Authors: K.B. Kofoed
Now that the ark and the tabernacle were in place the computer began to render it in full color, then the ground appeared, and finally a desert landscape with stark distant mountains completed the scene. The computer flashed a warning sign in bold red letters that filled the screen:
“START – MICROWAVE RADIATION.”
They disappeared as abruptly as they appeared. Nothing happened. Then another message flashed in red: “
BEGIN FREQUENCY SWEEP
.”
Jim held his breath. On the monitor, microwaves were displayed as a wide yellow beam with dark bands sweeping through it. The virtual beam stayed in a fixed position aiming into the tabernacle at an angle from above. Small white letters in the corner of the screen showed the angle to be 25°. Slowly the angle rose toward 90°.
When the beam reached 56° a light switched on, exactly where Jim expected it. “Above the Mercy Seat and between the two cherubim,” he mumbled in awe as the glowing orb above the ark brightened.
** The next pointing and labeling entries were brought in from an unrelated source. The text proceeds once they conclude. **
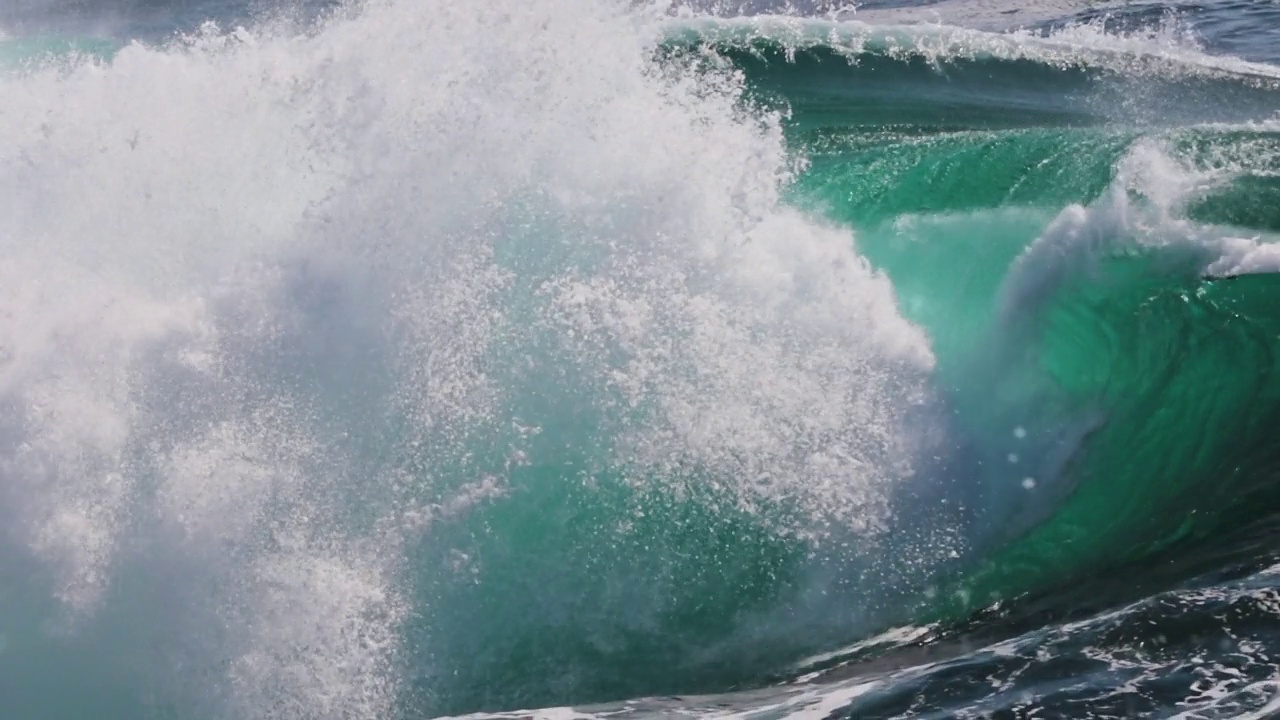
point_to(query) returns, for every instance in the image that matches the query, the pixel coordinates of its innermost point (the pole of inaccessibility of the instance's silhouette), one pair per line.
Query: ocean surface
(580, 359)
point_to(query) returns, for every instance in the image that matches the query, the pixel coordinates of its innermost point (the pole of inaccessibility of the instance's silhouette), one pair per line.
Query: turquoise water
(397, 361)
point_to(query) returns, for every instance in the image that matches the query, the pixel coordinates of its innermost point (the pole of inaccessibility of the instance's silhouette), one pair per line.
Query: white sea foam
(241, 272)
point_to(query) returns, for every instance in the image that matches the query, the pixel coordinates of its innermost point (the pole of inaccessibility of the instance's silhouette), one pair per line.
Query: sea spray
(318, 342)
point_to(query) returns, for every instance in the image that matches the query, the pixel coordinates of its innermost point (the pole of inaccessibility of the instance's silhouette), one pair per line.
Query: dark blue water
(391, 360)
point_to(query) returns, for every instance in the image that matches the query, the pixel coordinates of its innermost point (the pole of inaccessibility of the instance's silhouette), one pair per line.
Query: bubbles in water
(277, 304)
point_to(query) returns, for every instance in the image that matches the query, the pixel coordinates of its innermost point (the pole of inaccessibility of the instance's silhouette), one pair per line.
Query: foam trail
(275, 305)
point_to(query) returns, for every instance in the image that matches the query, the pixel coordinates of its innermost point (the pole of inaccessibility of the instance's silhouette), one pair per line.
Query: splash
(293, 318)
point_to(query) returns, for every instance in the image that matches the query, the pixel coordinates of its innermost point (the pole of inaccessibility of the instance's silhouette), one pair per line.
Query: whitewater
(389, 359)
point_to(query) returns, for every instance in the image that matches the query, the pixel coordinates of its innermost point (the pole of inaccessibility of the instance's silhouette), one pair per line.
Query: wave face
(421, 358)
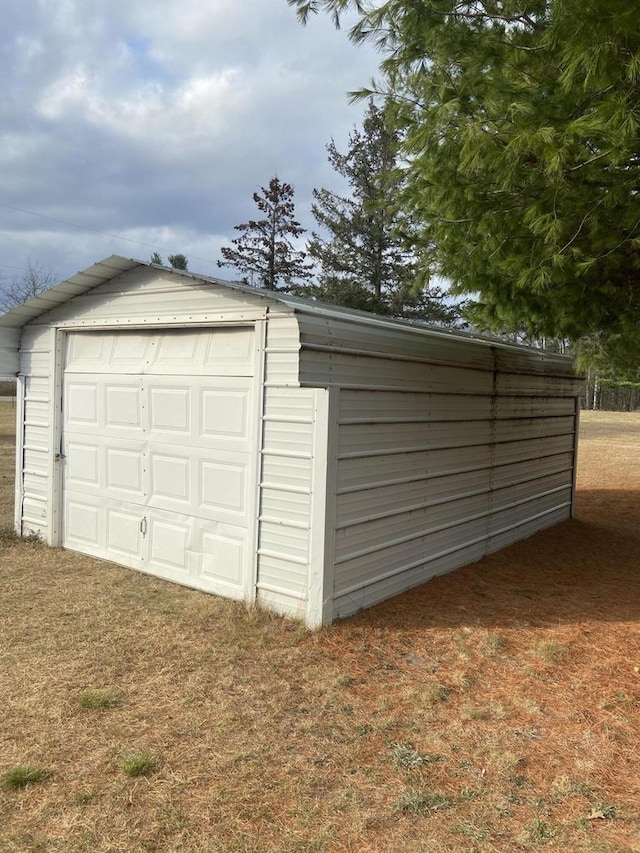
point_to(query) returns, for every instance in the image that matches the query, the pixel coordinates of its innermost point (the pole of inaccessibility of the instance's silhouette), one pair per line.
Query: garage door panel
(225, 414)
(124, 407)
(170, 542)
(84, 523)
(170, 411)
(83, 466)
(123, 531)
(125, 473)
(224, 488)
(222, 559)
(81, 405)
(171, 477)
(159, 453)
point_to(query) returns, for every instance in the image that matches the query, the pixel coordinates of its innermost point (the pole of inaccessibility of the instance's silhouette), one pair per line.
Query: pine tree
(178, 262)
(521, 132)
(264, 253)
(368, 259)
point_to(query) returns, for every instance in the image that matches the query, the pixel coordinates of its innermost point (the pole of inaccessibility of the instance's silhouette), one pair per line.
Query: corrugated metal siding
(427, 482)
(282, 351)
(35, 368)
(284, 537)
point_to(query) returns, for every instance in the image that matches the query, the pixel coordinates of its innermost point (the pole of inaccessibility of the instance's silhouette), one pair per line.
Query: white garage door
(158, 462)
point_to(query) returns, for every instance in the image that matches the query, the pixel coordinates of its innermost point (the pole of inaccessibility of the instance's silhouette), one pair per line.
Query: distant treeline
(608, 395)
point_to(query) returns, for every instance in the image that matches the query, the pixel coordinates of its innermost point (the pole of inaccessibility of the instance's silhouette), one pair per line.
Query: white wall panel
(427, 481)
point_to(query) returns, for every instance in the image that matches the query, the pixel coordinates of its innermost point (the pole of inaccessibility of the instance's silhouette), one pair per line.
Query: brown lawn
(493, 709)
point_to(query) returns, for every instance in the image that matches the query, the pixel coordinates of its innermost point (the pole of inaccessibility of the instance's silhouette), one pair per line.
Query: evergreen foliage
(520, 131)
(264, 253)
(178, 262)
(368, 259)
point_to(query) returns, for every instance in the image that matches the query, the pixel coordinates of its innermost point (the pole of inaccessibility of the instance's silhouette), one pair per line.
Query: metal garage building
(261, 447)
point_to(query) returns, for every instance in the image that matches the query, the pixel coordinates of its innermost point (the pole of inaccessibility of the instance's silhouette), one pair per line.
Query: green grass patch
(139, 764)
(23, 775)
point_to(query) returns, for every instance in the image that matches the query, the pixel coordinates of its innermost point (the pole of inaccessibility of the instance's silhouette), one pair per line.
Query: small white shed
(312, 459)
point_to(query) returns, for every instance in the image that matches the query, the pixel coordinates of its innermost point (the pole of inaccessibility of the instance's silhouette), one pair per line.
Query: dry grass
(430, 723)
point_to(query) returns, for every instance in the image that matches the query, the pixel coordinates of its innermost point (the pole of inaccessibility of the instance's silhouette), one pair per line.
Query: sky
(155, 121)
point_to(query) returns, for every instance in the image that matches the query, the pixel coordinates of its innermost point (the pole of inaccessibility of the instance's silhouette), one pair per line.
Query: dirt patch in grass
(493, 709)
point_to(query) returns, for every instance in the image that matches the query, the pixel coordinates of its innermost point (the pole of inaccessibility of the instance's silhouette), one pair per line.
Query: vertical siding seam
(20, 460)
(576, 433)
(261, 374)
(493, 429)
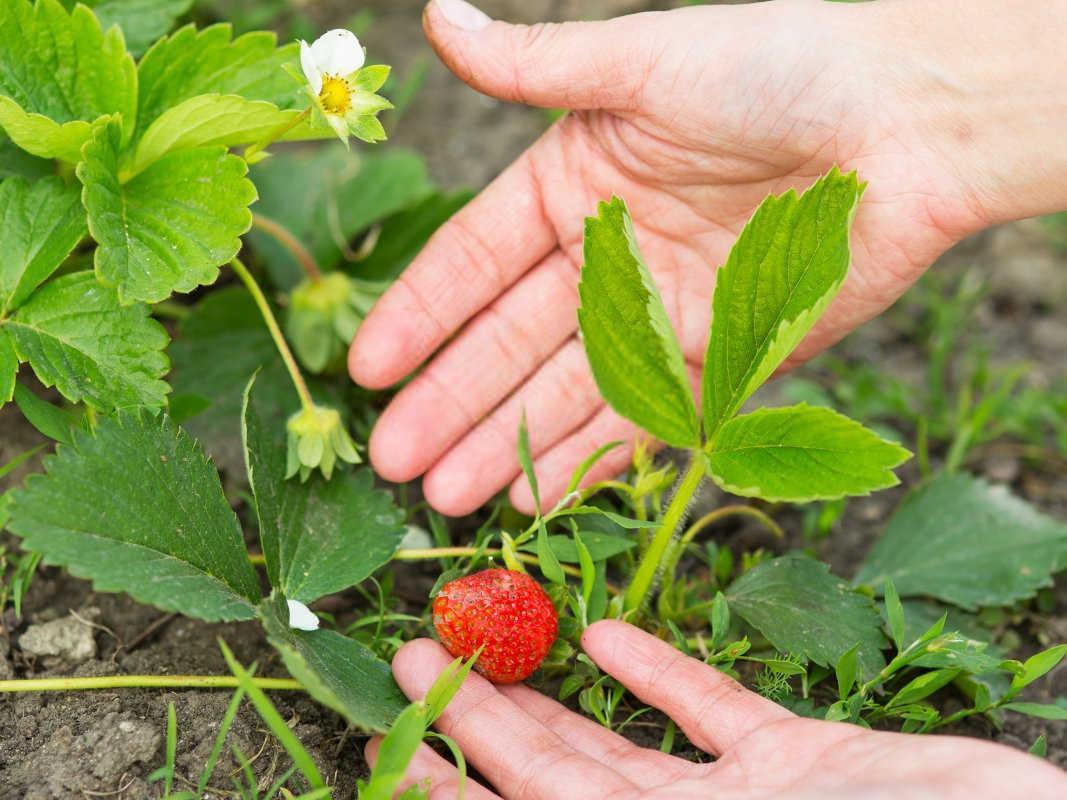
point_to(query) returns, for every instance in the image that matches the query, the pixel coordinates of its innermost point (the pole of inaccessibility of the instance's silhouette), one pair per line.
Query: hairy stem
(284, 237)
(275, 332)
(653, 558)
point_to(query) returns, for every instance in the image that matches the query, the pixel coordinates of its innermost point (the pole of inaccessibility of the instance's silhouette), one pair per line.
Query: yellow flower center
(335, 95)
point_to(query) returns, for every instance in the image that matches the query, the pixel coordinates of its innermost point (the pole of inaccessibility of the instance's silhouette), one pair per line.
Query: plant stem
(275, 332)
(143, 682)
(284, 237)
(652, 560)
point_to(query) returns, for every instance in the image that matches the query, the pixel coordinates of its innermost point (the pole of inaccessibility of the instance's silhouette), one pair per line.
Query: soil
(106, 744)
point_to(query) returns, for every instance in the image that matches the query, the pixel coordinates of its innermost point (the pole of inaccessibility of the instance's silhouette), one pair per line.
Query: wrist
(984, 80)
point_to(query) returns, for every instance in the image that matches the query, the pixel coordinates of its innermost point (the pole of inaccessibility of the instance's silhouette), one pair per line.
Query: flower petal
(301, 617)
(311, 70)
(338, 52)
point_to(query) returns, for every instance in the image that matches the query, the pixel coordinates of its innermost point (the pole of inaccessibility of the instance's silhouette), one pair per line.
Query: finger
(574, 65)
(646, 768)
(556, 400)
(429, 769)
(502, 346)
(555, 467)
(475, 256)
(516, 753)
(714, 710)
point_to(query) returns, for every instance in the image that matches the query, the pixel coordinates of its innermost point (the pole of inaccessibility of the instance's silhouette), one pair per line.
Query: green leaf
(785, 268)
(59, 73)
(630, 342)
(136, 507)
(318, 537)
(142, 21)
(805, 610)
(189, 63)
(40, 224)
(172, 226)
(801, 453)
(79, 339)
(337, 671)
(601, 546)
(966, 542)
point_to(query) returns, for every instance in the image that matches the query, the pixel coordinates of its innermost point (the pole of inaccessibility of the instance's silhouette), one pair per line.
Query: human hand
(693, 116)
(531, 747)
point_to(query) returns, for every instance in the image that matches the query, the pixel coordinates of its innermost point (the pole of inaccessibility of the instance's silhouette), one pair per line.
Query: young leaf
(79, 339)
(319, 537)
(802, 609)
(801, 453)
(785, 268)
(59, 73)
(336, 671)
(630, 342)
(170, 227)
(40, 225)
(966, 542)
(136, 507)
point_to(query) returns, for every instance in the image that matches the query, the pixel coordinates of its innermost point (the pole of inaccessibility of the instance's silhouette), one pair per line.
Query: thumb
(572, 65)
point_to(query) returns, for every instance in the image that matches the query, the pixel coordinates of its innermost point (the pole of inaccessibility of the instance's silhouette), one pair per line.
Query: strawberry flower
(343, 90)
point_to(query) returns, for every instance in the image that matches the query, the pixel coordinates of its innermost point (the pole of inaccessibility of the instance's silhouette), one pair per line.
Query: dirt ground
(64, 746)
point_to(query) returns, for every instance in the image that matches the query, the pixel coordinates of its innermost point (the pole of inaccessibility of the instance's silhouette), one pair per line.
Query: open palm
(530, 747)
(693, 116)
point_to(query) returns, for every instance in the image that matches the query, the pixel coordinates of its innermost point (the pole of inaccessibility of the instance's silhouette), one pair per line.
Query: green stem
(283, 236)
(653, 557)
(275, 134)
(143, 682)
(275, 332)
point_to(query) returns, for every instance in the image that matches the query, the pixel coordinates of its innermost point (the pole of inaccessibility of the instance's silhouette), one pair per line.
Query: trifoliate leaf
(136, 507)
(189, 63)
(79, 339)
(785, 268)
(321, 536)
(630, 342)
(801, 453)
(59, 73)
(966, 542)
(337, 671)
(805, 610)
(40, 225)
(170, 227)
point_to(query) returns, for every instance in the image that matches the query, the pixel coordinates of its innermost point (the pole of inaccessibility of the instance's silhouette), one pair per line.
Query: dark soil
(105, 744)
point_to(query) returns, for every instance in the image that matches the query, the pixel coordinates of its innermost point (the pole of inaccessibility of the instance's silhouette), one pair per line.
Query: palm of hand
(693, 144)
(530, 747)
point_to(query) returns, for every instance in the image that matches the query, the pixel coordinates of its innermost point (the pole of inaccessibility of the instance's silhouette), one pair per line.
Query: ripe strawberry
(505, 610)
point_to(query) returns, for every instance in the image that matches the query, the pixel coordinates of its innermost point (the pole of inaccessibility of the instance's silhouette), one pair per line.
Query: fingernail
(463, 15)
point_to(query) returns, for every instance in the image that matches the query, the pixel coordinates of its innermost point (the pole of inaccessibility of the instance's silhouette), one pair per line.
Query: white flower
(301, 617)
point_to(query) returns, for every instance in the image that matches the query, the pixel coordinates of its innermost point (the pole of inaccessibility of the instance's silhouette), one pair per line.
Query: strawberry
(505, 610)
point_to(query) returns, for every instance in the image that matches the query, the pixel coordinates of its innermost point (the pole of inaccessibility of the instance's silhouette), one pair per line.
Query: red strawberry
(505, 610)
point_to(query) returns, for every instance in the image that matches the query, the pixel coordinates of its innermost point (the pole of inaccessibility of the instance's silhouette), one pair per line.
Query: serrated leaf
(40, 224)
(79, 339)
(136, 507)
(319, 537)
(801, 453)
(171, 226)
(805, 610)
(337, 671)
(630, 342)
(189, 63)
(966, 542)
(59, 73)
(785, 268)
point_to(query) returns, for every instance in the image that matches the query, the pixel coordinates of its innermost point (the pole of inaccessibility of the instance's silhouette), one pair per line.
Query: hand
(693, 116)
(530, 747)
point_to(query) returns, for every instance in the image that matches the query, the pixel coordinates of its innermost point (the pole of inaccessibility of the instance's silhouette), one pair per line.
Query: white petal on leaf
(337, 52)
(301, 617)
(309, 67)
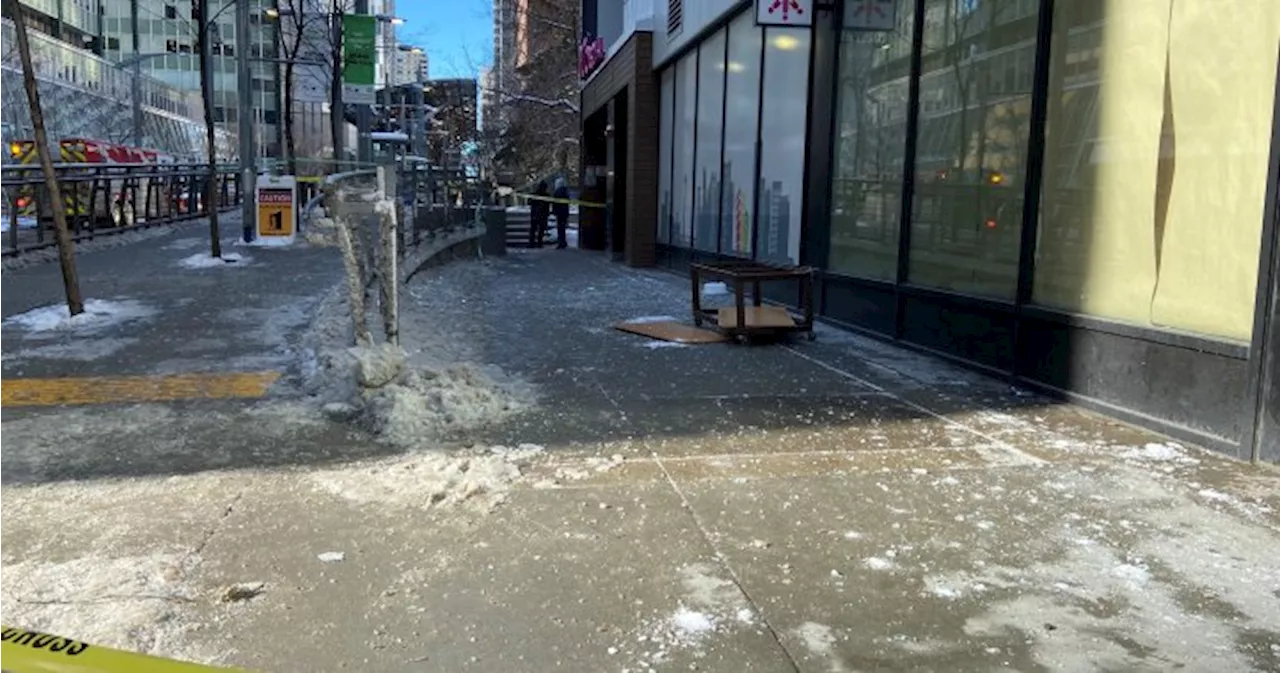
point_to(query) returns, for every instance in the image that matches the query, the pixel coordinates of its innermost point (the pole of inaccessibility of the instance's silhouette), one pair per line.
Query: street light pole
(245, 79)
(136, 86)
(365, 113)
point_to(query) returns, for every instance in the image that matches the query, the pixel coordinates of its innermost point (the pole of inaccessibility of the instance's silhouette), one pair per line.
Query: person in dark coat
(539, 210)
(561, 210)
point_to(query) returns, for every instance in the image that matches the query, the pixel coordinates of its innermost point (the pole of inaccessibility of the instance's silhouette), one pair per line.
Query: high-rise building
(456, 119)
(408, 67)
(85, 95)
(168, 40)
(503, 78)
(488, 99)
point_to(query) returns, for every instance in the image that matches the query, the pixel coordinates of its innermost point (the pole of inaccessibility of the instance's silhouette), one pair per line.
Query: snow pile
(430, 479)
(201, 260)
(1159, 453)
(407, 407)
(99, 315)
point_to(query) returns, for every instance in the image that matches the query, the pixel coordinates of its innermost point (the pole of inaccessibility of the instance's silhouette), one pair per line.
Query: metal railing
(104, 200)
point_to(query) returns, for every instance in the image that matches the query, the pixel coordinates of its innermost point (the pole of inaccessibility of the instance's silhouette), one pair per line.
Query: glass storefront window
(869, 152)
(682, 172)
(1159, 127)
(711, 109)
(664, 137)
(970, 156)
(741, 106)
(782, 143)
The beam continued to increase its angle until it reached a 90° vertical position, but the glowing light never faded. The beam held that position for a few seconds before beginning to lower. When it got to the 45° position Jim expected the glow to stop, but it did not, nor did its effect on the ark when the beam reached its lowest point, horizontal to the ground.
“That’s weird,” said Jim. “The ark started glowing when the beam got to about 60 degrees.”
“Fifty-six degrees,” said Gene. “It’s the same every time. I watched it run at Columbia more than ten times. It was always the same. It’s like the effect on the ark sustains itself somehow.”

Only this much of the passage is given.